What nationalization will mean is that EVERYONE's health care is rationed.

Something that is generally missed in the health care debate is that socialist systems are much, much, much more likely to refuse treatment for marginal cases. This is not only because of the rationing, but also because if you treat someone and they die, that affects your statistics.

This is why socialist health care countries, esp. in Europe, claim to have "better outcomes" than the U.S. system -- they don't treat the marginal cases we do.

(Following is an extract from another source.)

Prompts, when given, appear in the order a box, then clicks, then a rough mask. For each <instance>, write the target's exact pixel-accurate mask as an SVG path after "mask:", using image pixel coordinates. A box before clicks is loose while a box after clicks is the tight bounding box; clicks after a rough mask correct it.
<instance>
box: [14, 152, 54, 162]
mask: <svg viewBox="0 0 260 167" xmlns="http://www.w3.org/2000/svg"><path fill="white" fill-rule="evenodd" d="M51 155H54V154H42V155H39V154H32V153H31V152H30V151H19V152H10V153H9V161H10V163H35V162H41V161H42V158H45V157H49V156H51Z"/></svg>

This affects the statistics for everything from cancer treatment to infant mortality (it's very common in Europe for troubled pregnancies to be aborted by the physician, sometimes without even informing the parents there are other options).

Talldave   ·  February 11, 2009 09:37 AM

chuckR,

It is worse than you think. For oldsters declining Medicare is not an option.

M. Simon   ·  February 11, 2009 01:32 PM

Just to be clear, Physics Geek and Penny pretty much made my points for me. And the question is precisely whether or not we're going to let the kid with leukemia die. [Cf. Tiny Tim's crutches by the fire or the Good Old Days of dramas like "I Remember Mama" and the hopes that the family will manage to save up for the operation before Grandma dies or permanently loses her sight ...]
I'm sorry to say that Newsweek (Time?) appears to be in some basic fashion correct—we're all now socialists to one degree or another. We already DO have rationed, nationalised health care. The only serious question is how, and on what principles, we go forward.

italtrav   ·  February 12, 2009 09:29 AM

Why does the wide availability of scans cause such despair? The profiteering has been done only by elite "non-profits." The market is at work and, left alone, will produce this technology more and more cheaply.

You ask a snide question, I'll match the anwer to your tone: WalMart Medical Clinic. That's the model. I trust them as much as Saint Pankratz Community Health Maintenance Ctr Inc. and you don't have to be a Party member to get an appointment.

I have driven over into the future, and it works. Socialism can be treated now, you know. It's curable. There's hope.